Picasso was once quoted as saying ‘If all the ways I have been along were marked on a map and joined with a line, it might represent a minotaur’. Certainly, the magnificent minotaur was certainly one of Picasso’s most persistent obsessions, as was it’s less fantasistic cousin, the bull. The bull and the bullfighter are repeated images in Picasso’s work, seeming to speak to his Spanish roots. The first image of a bull actually appears in Picasso’s work from when he was just seven years old, beginning to learn the art of studying forms with his father’s careful instruction. It is also known that Picasso kept a large wicker mask of a bull in his studio.
The bull is a complex figure of symbolism.
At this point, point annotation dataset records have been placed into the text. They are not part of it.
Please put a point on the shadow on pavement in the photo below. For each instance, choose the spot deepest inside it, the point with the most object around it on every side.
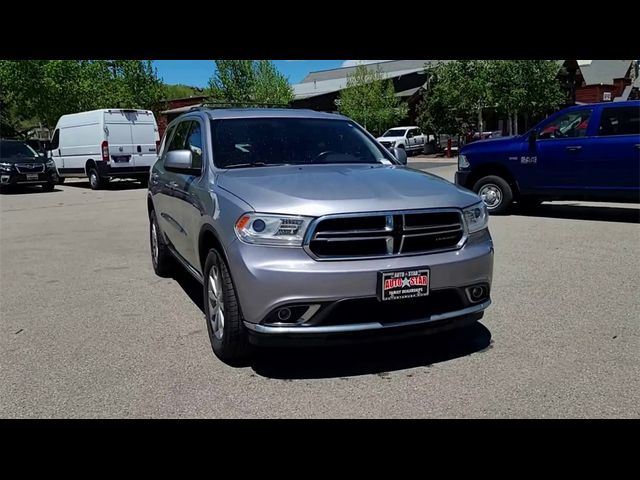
(22, 189)
(582, 212)
(112, 185)
(358, 358)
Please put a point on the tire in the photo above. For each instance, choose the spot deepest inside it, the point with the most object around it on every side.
(496, 193)
(227, 333)
(161, 259)
(95, 180)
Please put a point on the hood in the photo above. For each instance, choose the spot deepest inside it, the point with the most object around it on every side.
(317, 190)
(487, 143)
(38, 160)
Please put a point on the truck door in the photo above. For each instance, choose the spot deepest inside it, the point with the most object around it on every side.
(616, 145)
(562, 158)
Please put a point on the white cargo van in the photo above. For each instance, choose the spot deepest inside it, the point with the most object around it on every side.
(105, 144)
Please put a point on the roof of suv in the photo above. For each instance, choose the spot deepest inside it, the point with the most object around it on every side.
(219, 113)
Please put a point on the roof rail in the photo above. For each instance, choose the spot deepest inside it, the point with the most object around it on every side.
(208, 105)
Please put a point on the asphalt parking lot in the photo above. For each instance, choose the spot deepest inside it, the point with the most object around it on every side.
(89, 331)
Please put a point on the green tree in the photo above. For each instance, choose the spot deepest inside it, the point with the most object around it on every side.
(173, 91)
(370, 100)
(44, 90)
(249, 82)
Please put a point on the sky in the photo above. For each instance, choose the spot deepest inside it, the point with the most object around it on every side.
(198, 72)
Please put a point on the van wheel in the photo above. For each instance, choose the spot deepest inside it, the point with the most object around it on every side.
(163, 263)
(227, 333)
(95, 180)
(495, 193)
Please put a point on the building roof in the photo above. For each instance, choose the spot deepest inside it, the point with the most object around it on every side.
(329, 81)
(385, 67)
(604, 71)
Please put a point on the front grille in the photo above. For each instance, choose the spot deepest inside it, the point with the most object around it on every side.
(383, 234)
(30, 167)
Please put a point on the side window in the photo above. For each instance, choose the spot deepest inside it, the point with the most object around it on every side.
(194, 143)
(179, 137)
(620, 121)
(570, 125)
(55, 141)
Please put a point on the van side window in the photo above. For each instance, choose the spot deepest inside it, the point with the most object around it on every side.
(620, 121)
(194, 143)
(55, 142)
(180, 135)
(570, 125)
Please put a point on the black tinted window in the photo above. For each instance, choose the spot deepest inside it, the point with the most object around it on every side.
(291, 141)
(194, 143)
(16, 150)
(179, 137)
(55, 142)
(620, 121)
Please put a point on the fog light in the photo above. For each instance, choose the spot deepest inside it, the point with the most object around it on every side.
(284, 314)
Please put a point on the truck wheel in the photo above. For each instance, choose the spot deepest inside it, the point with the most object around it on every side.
(495, 192)
(161, 259)
(227, 333)
(95, 180)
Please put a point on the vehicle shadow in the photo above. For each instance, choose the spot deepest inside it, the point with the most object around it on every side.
(358, 358)
(20, 190)
(582, 212)
(112, 185)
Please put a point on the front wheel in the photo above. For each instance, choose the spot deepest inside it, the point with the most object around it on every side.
(227, 333)
(495, 193)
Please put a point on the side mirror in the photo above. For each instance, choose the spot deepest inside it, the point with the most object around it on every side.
(401, 155)
(180, 161)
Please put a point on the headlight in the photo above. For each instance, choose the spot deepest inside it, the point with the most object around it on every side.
(267, 229)
(476, 217)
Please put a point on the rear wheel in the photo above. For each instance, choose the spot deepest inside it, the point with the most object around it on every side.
(495, 193)
(95, 180)
(227, 333)
(163, 263)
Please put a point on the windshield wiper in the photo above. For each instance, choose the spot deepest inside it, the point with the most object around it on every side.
(254, 164)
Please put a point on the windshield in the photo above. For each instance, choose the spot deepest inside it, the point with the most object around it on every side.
(296, 141)
(395, 132)
(17, 149)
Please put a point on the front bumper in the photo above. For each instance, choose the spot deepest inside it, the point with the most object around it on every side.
(269, 278)
(15, 178)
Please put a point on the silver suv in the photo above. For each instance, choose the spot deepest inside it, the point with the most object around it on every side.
(302, 228)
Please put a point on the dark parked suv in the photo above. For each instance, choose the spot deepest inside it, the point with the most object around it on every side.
(302, 228)
(22, 165)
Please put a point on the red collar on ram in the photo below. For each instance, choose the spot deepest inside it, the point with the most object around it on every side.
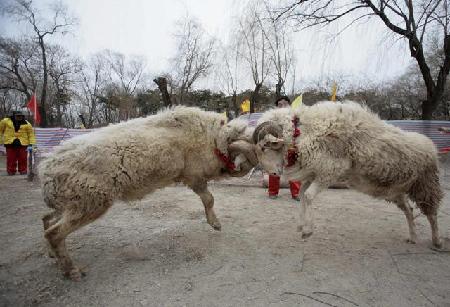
(225, 159)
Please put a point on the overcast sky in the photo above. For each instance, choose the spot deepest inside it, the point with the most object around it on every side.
(146, 27)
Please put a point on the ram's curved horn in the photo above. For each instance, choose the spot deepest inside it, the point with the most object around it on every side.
(245, 148)
(265, 128)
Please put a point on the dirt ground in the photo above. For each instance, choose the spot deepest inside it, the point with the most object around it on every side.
(161, 252)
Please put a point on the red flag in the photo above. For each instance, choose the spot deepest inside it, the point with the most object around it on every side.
(32, 106)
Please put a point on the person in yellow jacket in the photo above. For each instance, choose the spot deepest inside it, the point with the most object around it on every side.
(17, 134)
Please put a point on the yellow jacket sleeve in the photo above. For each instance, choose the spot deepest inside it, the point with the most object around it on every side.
(2, 130)
(31, 136)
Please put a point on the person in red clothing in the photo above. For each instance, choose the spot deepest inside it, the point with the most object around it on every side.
(274, 181)
(17, 134)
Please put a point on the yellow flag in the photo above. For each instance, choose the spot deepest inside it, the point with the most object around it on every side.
(245, 106)
(225, 115)
(333, 92)
(297, 102)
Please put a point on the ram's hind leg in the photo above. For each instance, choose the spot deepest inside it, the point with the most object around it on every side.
(70, 221)
(306, 224)
(403, 205)
(200, 188)
(49, 220)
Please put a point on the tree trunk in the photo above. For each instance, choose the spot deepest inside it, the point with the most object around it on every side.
(428, 109)
(255, 97)
(278, 88)
(234, 104)
(162, 85)
(43, 107)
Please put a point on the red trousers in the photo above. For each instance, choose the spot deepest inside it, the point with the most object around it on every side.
(274, 186)
(16, 158)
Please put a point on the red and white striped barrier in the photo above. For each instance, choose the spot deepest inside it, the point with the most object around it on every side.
(47, 138)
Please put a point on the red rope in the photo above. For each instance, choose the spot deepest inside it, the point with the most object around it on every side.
(225, 159)
(292, 153)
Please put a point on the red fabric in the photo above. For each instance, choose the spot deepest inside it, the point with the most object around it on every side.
(225, 159)
(295, 187)
(274, 185)
(33, 107)
(16, 157)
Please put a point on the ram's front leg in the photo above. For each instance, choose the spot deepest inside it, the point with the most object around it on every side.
(307, 196)
(200, 188)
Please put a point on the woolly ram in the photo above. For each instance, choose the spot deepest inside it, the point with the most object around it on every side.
(346, 142)
(127, 161)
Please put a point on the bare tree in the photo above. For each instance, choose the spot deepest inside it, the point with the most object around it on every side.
(413, 21)
(62, 69)
(194, 55)
(161, 82)
(126, 76)
(228, 72)
(19, 66)
(278, 39)
(60, 22)
(255, 51)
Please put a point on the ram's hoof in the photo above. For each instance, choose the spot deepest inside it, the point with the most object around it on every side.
(75, 274)
(216, 226)
(411, 241)
(306, 234)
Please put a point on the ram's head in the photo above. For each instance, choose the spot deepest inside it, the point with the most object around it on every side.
(266, 147)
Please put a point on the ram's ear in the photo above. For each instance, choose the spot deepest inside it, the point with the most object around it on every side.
(246, 148)
(273, 142)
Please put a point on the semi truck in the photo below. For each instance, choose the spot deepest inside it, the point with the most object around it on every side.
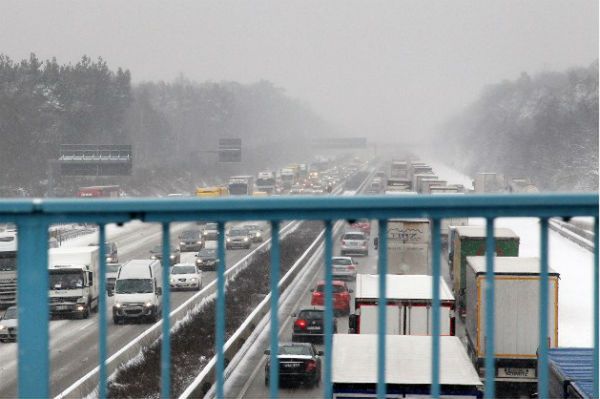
(409, 305)
(8, 269)
(73, 279)
(470, 241)
(241, 185)
(517, 312)
(265, 182)
(407, 372)
(408, 246)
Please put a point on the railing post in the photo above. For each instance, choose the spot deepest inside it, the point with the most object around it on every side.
(165, 349)
(381, 310)
(220, 310)
(543, 320)
(435, 322)
(327, 391)
(275, 264)
(102, 312)
(33, 309)
(490, 366)
(596, 314)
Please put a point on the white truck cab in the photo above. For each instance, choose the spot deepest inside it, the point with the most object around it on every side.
(138, 291)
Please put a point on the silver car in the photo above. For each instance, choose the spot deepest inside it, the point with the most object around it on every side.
(355, 243)
(344, 267)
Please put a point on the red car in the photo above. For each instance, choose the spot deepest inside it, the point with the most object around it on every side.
(341, 296)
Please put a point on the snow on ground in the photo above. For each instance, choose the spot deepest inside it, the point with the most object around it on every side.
(450, 175)
(574, 263)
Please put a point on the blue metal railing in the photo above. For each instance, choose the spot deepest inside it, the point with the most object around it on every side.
(33, 218)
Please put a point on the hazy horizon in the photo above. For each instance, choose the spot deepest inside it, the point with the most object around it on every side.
(385, 69)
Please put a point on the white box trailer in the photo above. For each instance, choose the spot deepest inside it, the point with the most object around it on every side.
(409, 305)
(517, 284)
(407, 367)
(408, 246)
(73, 275)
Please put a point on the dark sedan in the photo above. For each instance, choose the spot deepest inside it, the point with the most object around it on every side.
(298, 362)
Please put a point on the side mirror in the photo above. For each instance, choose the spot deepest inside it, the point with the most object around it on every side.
(352, 321)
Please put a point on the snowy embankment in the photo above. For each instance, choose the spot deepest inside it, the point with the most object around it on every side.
(574, 263)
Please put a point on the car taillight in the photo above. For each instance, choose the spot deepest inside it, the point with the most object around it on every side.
(311, 365)
(300, 323)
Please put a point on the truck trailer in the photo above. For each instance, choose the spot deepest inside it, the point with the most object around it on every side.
(407, 371)
(408, 246)
(517, 310)
(470, 241)
(73, 276)
(409, 305)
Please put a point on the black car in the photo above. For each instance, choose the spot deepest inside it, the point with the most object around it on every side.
(310, 325)
(207, 259)
(191, 240)
(156, 253)
(298, 362)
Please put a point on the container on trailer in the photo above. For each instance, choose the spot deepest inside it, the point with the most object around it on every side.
(516, 315)
(408, 246)
(407, 372)
(571, 373)
(409, 305)
(470, 241)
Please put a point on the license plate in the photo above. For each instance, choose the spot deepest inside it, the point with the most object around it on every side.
(515, 372)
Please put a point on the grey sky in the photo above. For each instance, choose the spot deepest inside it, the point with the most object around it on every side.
(374, 67)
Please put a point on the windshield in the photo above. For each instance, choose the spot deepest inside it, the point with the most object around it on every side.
(183, 270)
(65, 279)
(207, 253)
(295, 350)
(311, 314)
(11, 313)
(8, 262)
(134, 286)
(112, 267)
(354, 236)
(342, 261)
(238, 189)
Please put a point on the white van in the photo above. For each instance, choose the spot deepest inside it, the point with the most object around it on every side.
(138, 291)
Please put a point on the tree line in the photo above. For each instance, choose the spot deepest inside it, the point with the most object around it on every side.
(542, 127)
(174, 127)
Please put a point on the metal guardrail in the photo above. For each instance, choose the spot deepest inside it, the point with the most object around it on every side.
(33, 218)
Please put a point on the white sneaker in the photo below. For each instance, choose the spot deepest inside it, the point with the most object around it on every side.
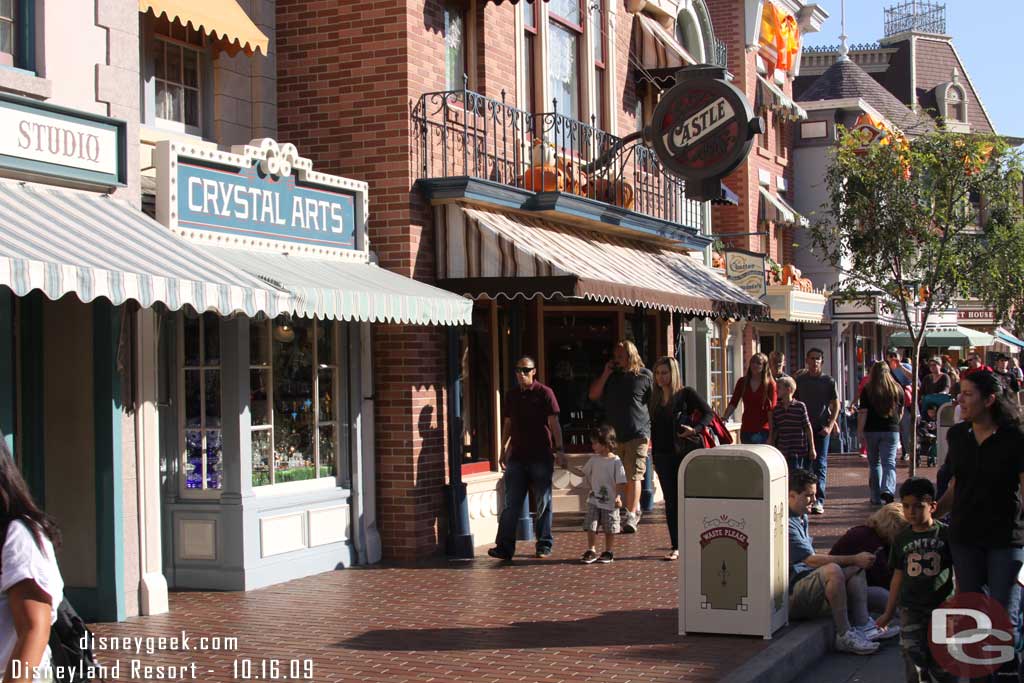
(872, 633)
(852, 641)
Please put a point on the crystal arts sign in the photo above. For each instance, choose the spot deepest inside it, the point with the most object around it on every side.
(701, 129)
(261, 195)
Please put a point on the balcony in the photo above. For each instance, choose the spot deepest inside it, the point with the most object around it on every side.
(545, 162)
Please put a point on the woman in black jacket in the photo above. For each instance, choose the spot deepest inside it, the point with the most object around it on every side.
(986, 461)
(678, 415)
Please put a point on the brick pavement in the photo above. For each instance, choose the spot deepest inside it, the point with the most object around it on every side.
(536, 620)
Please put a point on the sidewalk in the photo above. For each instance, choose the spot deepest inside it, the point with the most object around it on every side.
(551, 620)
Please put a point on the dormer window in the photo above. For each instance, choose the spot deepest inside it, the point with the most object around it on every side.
(951, 100)
(955, 104)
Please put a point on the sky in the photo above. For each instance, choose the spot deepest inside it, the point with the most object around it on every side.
(986, 34)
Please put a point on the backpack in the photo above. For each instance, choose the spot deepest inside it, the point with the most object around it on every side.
(67, 653)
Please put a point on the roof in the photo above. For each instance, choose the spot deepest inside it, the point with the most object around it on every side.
(936, 59)
(845, 80)
(492, 254)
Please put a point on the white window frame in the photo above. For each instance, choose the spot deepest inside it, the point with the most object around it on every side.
(586, 68)
(183, 428)
(335, 422)
(161, 41)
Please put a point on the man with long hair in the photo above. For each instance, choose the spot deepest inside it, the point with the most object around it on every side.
(624, 389)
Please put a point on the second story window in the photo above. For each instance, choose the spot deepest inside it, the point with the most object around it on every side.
(565, 36)
(529, 57)
(600, 62)
(178, 55)
(7, 32)
(455, 45)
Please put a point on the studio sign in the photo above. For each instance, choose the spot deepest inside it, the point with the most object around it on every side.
(701, 129)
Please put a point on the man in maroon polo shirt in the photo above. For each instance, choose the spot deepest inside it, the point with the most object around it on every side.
(531, 440)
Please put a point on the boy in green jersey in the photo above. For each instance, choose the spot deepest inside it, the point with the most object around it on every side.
(923, 579)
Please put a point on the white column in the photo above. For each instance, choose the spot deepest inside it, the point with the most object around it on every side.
(153, 585)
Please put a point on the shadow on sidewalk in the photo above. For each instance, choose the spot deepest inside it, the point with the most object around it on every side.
(613, 629)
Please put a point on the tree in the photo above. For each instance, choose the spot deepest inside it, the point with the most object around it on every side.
(902, 221)
(1000, 284)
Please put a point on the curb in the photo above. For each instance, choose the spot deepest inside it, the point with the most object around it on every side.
(788, 655)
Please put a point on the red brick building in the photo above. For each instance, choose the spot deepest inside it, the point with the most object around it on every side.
(477, 126)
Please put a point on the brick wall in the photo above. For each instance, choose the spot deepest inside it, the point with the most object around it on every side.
(348, 74)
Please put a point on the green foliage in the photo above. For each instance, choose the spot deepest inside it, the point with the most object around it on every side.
(291, 474)
(903, 221)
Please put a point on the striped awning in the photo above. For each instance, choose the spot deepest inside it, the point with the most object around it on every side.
(65, 241)
(487, 254)
(351, 291)
(783, 212)
(655, 48)
(779, 98)
(222, 20)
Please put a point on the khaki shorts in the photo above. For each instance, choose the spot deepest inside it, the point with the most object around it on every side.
(634, 457)
(808, 597)
(600, 518)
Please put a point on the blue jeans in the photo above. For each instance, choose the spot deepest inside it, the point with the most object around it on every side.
(882, 464)
(819, 466)
(753, 437)
(978, 567)
(519, 478)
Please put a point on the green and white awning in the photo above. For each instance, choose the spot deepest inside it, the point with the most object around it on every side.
(70, 242)
(351, 291)
(958, 337)
(65, 241)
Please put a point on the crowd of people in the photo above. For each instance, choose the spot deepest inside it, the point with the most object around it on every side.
(928, 542)
(966, 530)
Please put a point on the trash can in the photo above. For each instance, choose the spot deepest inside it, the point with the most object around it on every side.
(733, 541)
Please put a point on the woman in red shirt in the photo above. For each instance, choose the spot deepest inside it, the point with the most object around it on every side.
(757, 390)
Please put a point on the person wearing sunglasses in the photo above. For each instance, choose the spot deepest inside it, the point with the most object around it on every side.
(531, 441)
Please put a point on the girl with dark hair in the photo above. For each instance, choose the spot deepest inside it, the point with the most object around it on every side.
(758, 391)
(986, 464)
(878, 426)
(674, 433)
(31, 587)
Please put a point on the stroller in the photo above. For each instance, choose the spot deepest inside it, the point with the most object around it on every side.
(928, 428)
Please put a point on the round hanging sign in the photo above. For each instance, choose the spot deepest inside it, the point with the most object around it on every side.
(704, 126)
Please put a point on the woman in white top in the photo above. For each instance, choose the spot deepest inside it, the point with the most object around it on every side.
(31, 588)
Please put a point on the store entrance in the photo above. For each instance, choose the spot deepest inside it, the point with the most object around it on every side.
(577, 346)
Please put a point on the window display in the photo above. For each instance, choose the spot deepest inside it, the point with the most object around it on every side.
(293, 387)
(201, 407)
(578, 345)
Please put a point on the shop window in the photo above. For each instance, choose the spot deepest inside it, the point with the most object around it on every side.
(8, 26)
(577, 347)
(722, 377)
(530, 38)
(599, 119)
(199, 351)
(177, 77)
(294, 391)
(456, 66)
(477, 391)
(565, 36)
(17, 34)
(780, 136)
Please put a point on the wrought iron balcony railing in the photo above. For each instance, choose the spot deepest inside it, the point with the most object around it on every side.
(463, 133)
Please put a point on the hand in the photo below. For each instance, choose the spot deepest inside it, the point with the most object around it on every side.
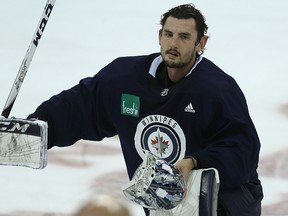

At once masculine, strong and sturdy – a figure of anger and aggression, but all too often also the victim, killed in a show of strength, surrendered in an act of ritual or tamed and reduced in power by man’s superior cunning.
Traditionally, the bull is thought to symbolise stamina, fertility and hard work. It is strong and sturdy. Above all else, it is a complexly fragile symbol of power.
Some critics have speculated that Picasso felt many personal parallels with the bull, incorporating it into his work as a symbolic form of self-portrait. That it is he himself who is floating above the carnage, bearing witness to the horrors below. Others have argued that there is a form of masculine energy being evoked. That the horrors of the war are overlooked by the ferocity of male anger. Others yet have pointed to the bull as the symbol of Spain, of the pain and confusion of the civil war and Spanish values adrift and distorted above the chaos.
For Picasso himself, he refused to answer the speculation and questions regarding the symbolism of the bull and it’s pictorial companion, a dying horse. “These are animals. Massacred animals. That’s all as far as I’m concerned…”
Once completed, the work was taken on an international tour in an effort to educate people about the Spanish Civil War. It had an impact and brought widespread attention to the horrors of the conflict and the tragedy of the bombing of civilian people. The painting defies the idea of war as a heroic, brave act, reminding us of the reality of death, division and individual loss – in this care overlooked by a looming figure who is hard to identify and hard to pin down. The bull of Guernica evokes strength at the same time as it evokes loss and tragedy. It reminds us of the masculine, lost virility and conquered power. The bull is so much more than a slaughtered animal, but Picasso will leave us to our own conclusions on the matter.